Is some of this overkill. Yes, Yes it is. This is the result of a lot of "Why not, we have the technology?" conversations.
To anyone who has ever had anything to do with industrial strength desktop support, that post is a giant neon sign that your haven't got a clue.
The AC (not me) is giving solid advice on the subject at hand - for free - when know-it-all's such as yourself empty their bile on them, it discourages that educational charity.
Disclaimer: Degree qualified computer scientist working as C/C++ software engineer for the last 25yrs.
And did you exchange a walk on part in the war for a lead role in a cage? - Pink Floyd.
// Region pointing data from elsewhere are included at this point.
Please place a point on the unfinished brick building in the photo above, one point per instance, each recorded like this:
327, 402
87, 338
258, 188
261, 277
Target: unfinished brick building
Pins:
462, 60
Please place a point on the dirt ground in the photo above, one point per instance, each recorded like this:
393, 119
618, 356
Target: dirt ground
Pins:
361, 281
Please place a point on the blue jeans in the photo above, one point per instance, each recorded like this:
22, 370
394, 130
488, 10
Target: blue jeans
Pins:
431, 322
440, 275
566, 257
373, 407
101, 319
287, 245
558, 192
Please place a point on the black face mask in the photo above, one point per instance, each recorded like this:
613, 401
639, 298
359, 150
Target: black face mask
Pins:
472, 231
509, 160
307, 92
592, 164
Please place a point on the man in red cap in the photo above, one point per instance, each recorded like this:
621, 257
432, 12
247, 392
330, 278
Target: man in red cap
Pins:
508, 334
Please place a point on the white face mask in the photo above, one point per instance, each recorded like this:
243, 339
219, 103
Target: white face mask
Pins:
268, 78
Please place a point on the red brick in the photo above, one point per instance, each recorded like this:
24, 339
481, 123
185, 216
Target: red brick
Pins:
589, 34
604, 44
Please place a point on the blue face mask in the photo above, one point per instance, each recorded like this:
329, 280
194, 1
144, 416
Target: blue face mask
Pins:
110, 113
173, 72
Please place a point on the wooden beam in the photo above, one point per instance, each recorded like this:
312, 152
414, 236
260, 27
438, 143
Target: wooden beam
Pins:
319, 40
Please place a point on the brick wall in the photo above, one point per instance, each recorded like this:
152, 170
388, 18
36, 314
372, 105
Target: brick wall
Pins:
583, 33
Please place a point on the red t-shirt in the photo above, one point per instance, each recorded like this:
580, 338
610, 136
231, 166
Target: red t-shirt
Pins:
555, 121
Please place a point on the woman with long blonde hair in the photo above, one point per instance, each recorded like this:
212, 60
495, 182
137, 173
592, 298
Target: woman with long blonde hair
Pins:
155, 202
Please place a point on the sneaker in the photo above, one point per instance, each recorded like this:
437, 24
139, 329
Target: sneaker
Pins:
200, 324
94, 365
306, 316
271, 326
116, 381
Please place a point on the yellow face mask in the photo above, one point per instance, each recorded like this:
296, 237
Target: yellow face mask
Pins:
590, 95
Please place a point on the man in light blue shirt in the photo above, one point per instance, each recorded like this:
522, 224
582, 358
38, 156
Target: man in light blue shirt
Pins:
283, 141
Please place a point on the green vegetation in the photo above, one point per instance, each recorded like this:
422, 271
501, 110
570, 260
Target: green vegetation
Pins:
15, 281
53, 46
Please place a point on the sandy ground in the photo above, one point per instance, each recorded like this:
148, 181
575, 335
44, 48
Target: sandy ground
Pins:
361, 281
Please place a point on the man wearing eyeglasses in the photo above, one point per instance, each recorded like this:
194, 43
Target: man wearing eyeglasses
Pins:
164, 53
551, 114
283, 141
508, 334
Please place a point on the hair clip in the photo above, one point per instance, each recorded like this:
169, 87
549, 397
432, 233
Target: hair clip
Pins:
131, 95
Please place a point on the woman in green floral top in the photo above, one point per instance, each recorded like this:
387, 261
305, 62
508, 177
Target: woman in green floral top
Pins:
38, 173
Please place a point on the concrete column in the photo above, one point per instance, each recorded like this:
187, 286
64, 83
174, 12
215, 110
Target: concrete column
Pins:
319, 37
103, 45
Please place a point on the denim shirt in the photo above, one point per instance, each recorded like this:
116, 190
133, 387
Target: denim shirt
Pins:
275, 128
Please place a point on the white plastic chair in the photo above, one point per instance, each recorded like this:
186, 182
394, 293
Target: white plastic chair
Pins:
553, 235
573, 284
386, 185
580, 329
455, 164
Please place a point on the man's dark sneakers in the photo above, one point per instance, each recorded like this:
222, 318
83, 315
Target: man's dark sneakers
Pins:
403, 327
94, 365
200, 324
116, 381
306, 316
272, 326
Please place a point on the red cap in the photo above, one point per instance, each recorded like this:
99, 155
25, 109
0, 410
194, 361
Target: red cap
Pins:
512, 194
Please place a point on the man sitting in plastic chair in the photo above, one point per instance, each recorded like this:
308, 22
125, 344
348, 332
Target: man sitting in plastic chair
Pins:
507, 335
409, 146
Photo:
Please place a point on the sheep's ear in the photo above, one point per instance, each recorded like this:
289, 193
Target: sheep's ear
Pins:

Man, I am surprised at the level of knee jerk reactions when someone who was on good terms submits his two weeks notice. I guess you guys forgot that people can flip a shit, decide they are done at any given point, wreck havoc, and then quit? If you are so paranoid that this non-troublemaking employee might do something during his last two weeks, you should maybe make your fileserver ro for the entire org and take backup every 30 minutes or so, "just in case" someone flips a shit.
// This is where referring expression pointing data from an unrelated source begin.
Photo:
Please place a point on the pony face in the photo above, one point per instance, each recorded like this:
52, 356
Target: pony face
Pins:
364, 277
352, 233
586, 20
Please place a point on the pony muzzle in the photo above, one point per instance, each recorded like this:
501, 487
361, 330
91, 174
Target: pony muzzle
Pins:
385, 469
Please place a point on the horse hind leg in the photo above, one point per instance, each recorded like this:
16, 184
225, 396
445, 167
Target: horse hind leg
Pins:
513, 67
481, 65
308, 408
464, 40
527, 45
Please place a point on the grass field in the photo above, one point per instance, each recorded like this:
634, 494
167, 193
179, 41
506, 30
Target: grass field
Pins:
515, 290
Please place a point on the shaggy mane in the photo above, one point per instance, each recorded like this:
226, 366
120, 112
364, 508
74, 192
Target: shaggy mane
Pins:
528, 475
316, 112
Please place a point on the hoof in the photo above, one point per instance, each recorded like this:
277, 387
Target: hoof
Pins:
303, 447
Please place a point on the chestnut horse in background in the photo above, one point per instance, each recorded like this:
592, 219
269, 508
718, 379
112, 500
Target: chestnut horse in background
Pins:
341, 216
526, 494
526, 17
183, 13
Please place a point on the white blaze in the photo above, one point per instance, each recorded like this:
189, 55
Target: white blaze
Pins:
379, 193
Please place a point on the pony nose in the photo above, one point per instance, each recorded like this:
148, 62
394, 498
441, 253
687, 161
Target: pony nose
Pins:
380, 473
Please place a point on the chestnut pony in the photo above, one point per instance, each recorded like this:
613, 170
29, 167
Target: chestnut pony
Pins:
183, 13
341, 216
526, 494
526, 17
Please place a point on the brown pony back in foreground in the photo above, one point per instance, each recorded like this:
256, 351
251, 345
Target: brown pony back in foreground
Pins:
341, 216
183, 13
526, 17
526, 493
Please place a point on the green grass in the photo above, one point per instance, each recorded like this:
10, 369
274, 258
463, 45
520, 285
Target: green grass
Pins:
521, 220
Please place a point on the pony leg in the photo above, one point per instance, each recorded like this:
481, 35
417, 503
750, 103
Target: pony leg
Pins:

This is something YOU should take up with management, the company auditor, and company legal council to establish a policy and procedure for these things.. The resources you had placed to "read-only", do you know if there is a documented policy/procedure regarding terminations? If so do your actions fall under those guidelines? If not, do you understand what negative exposure you may be causing as a result of not following such a procedure much less having one in place.. Its great that your looking for some FREE help, but this is something for your company to decide, and document.. thanks, my 2c
This is lame.. I agree with the previous statements, let HR/legal determine his access rights at this point. Going back to the comment about FREE advise.. my suggestion engage your legal and HR department and create a termination procedure..
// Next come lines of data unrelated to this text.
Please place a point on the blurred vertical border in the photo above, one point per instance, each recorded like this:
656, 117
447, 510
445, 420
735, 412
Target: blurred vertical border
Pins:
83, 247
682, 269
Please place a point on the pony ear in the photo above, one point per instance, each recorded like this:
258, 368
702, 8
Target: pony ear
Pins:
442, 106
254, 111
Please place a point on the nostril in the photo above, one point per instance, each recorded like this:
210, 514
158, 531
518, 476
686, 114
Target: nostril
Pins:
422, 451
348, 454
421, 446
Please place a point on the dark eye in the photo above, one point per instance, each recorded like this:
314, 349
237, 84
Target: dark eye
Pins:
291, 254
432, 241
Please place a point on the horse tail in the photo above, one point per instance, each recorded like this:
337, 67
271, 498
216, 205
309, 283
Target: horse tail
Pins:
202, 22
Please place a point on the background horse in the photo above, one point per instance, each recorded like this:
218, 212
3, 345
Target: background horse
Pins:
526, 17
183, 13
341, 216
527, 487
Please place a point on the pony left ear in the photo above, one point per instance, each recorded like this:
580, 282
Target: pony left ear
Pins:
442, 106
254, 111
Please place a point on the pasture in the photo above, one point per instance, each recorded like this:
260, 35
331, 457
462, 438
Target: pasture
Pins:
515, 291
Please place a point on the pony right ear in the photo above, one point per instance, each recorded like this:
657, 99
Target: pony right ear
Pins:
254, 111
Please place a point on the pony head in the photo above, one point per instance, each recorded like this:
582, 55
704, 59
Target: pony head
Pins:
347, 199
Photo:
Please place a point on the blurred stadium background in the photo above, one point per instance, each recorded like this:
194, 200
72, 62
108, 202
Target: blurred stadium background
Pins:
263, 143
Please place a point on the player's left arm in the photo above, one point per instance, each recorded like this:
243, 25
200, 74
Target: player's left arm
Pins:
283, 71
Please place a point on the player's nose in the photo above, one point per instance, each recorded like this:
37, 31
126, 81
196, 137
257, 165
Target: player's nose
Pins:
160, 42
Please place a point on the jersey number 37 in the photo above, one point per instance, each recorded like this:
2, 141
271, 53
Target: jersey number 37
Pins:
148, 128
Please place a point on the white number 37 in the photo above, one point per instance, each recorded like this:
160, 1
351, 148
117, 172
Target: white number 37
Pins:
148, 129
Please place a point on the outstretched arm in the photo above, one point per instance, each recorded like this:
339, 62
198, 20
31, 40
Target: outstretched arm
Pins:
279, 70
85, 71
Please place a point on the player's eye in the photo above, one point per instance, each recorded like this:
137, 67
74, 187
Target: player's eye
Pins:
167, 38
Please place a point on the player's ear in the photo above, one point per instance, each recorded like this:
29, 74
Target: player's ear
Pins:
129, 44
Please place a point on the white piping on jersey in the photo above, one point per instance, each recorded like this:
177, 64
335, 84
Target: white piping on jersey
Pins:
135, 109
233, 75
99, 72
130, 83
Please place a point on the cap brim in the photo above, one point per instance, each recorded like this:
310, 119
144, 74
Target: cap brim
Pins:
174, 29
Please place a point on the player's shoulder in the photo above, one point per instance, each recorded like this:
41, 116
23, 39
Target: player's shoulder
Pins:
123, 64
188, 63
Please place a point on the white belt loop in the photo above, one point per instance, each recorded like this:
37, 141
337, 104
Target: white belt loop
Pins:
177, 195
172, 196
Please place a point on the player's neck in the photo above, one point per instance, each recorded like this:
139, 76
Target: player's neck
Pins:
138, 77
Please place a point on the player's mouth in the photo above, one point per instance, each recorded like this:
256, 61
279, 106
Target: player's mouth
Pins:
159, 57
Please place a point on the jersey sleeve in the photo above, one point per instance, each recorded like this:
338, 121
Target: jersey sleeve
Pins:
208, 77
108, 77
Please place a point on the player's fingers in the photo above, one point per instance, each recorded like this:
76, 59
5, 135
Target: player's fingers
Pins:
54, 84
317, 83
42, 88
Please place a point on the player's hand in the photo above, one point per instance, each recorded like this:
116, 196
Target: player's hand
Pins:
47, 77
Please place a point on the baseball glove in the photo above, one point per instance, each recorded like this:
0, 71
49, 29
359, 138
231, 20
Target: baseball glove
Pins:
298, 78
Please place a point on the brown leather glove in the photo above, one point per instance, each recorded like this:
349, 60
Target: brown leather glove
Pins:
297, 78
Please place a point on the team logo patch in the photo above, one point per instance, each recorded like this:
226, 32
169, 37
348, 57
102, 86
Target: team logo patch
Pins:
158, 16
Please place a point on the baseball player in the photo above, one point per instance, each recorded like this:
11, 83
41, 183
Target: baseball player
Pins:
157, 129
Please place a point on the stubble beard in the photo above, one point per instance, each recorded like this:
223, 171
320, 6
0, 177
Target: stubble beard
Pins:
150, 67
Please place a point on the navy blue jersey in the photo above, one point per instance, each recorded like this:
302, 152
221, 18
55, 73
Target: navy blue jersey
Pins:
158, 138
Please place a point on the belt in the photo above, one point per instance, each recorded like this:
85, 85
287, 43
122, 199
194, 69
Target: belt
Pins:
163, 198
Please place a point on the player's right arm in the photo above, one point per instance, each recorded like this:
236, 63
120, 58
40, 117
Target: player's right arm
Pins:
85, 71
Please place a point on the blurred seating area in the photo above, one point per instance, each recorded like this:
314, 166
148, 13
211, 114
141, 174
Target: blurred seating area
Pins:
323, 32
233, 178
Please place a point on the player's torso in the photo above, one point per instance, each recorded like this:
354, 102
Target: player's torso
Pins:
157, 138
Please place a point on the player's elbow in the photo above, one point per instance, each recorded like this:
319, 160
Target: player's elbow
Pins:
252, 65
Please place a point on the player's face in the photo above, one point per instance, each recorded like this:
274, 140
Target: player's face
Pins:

Where's my 2 weeks when I get laid off or fired?
I'm familiar with rsync. Hopefully he regularly cleans out his email after being made aware of your backup policy for email accounts.
If you ignore ACs because they are anonymous - you're an idiot.
companies in the US no longer DESEVE 2 weeks notice. the rules are no longer valid; they won't give YOU notice. don't give them any courtesy they won't give you.
Fact is, while I sure don't have personal relationships with companies, they are full of people that a) I have a working history with, b) can be references for future employment and c) may hire me again (or I may seek to hire them). It's not for the company that you give 2 weeks, it's for your coworkers. And you can, theoretically, just notice the folks who will be impacted by your departure and not your employer, but that's not really workable.
Pretending like you walking out on your coworkers is anything but antisocial is naive. Sure, some coworkers and managers are not going to care because your bridges are already burned, but personally, I've found most of my jobs through people I know and I've helped quite a few folks I know get gigs through connections.
In fact, I really prefer, when I depart, to try to find a replacement for myself - usually someone I know is looking for a gig, and my former employer is glad to get a recommendation from someone they trust.
Make sure everyone's vote counts: Verified Voting
....have him give detailed status of his work and then end his active employment. Cancel all his access and tell him to have a great extra paid vacation. If this concern is a recurring one find out why people quit. Although unattainable seek a turnover rate of 0.